Question

Match List I with List II for the oxidation state of central atoms:

List I	List II
(A) Cr2O72−	(I) +3
(B) MnO4−	(II) +5
(C) VO3−	(III) +7
(D) FeF63−	(IV) +6

Choose the correct answer from the options given below:

• A. (A)- (I), (B)- (II), (C)- (III), (D)- (IV)
• B. (A)- (IV), (B)- (III), (C)- (II), (D)- (I)
• C. (A)- (I), (B)- (II), (C)- (IV), (D)- (III)
• D. (A)- (IV), (B)- (I), (C)- (III), (D)- (II)

Answer 1

The Correct Option is B

To determine the oxidation state of the central atoms in the given chemical species, we need to use the rules for calculating oxidation numbers. Let's analyze each compound one by one:

1. Cr₂O₇²⁻ (Dichromate ion):
   Let the oxidation state of Cr be x.
   We know the oxidation state of O is -2.
   The equation is:
   \((2 \cdot x) + (7 \cdot -2) = -2\)
   \(2x - 14 = -2\)
   \(2x = 12\)
   \(x = +6\)
   Thus, the oxidation state of Cr in Cr₂O₇²⁻ is +6.
2. MnO₄⁻ (Permanganate ion):
   Let the oxidation state of Mn be x.
   The oxidation state of O is -2.
   The equation is:
   \(x + (4 \cdot -2) = -1\)
   \(x - 8 = -1\)
   \(x = +7\)
   Thus, the oxidation state of Mn in MnO₄⁻ is +7.
3. VO₃⁻ (Metavanadate ion):
   Let the oxidation state of V be x.
   The oxidation state of O is -2.
   The equation is:
   \(x + (3 \cdot -2) = -1\)
   \(x - 6 = -1\)
   \(x = +5\)
   Thus, the oxidation state of V in VO₃⁻ is +5.
4. FeF₆³⁻ (Hexafluoroferrate(III) ion):
   Let the oxidation state of Fe be x.
   The oxidation state of F is -1.
   The equation is:
   \(x + (6 \cdot -1) = -3\)
   \(x - 6 = -3\)
   \(x = +3\)
   Thus, the oxidation state of Fe in FeF₆³⁻ is +3.

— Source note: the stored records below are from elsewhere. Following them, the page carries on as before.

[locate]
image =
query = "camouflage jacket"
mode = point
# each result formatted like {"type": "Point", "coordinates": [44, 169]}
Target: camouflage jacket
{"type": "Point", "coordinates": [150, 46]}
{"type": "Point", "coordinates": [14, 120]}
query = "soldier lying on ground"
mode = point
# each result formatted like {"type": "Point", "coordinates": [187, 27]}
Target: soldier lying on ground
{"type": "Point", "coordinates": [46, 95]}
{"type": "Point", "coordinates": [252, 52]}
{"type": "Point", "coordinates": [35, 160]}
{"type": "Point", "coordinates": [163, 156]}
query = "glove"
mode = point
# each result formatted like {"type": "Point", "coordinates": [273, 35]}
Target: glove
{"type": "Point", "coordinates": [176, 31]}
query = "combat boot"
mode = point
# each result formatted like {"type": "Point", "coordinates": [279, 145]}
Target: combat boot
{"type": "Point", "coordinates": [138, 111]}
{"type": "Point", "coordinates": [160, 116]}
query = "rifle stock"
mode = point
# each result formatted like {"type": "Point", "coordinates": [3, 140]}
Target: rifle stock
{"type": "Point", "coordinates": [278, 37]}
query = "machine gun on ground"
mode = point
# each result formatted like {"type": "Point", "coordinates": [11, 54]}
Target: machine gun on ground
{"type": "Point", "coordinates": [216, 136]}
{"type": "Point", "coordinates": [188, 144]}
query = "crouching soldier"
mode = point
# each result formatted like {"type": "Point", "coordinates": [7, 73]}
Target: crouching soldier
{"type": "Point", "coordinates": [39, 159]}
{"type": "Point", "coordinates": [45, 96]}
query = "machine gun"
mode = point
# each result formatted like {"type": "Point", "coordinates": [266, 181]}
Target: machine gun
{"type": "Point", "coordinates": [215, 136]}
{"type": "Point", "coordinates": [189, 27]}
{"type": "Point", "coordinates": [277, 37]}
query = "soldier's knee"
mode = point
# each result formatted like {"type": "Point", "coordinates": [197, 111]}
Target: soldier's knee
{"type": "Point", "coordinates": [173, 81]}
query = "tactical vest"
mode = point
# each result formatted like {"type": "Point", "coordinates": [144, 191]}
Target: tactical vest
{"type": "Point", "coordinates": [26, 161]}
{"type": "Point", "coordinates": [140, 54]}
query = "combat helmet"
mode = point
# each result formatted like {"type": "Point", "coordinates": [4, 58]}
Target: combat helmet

Now that we have calculated the oxidation states, we can match List I with List II:

• (A) Cr₂O₇²⁻ - (IV) +6
• (B) MnO₄⁻ - (III) +7
• (C) VO₃⁻ - (II) +5
• (D) FeF₆³⁻ - (I) +3

Therefore, the correct answer is: (A)- (IV), (B)- (III), (C)- (II), (D)- (I).

Answer 2

Based on the information given in the image, the correct answer is Option B. Here's a breakdown of the reasoning:

(A) Cr₂O₇²⁻ (Dichromate ion):

• The oxidation state of Cr in Cr₂O₇²⁻ is +6 (since the overall charge of the ion is -2 and the oxidation states of oxygens are -2).
• This matches Option II in List II.

(B) MnO₄⁻ (Permanganate ion):

• The oxidation state of Mn in MnO₄⁻ is +7 (since the overall charge of the ion is -1 and the oxidation states of oxygens are -2).
• This matches Option III in List II.

(C) VO₃⁻ (Vanadate ion):

• The oxidation state of V in VO₃⁻ is +5 (since the overall charge of the ion is -1 and the oxidation states of oxygens are -2).
• This matches Option II in List II.

(D) FeF₆³⁻ (Ferrate ion):

• The oxidation state of Fe in FeF₆³⁻ is +3 (since the overall charge of the ion is -3 and each fluorine has an oxidation state of -1).
• This matches Option I in List II.

Thus, the correct matching is Option B:
(A) - (IV), (B) - (III), (C) - (II), (D) - (I).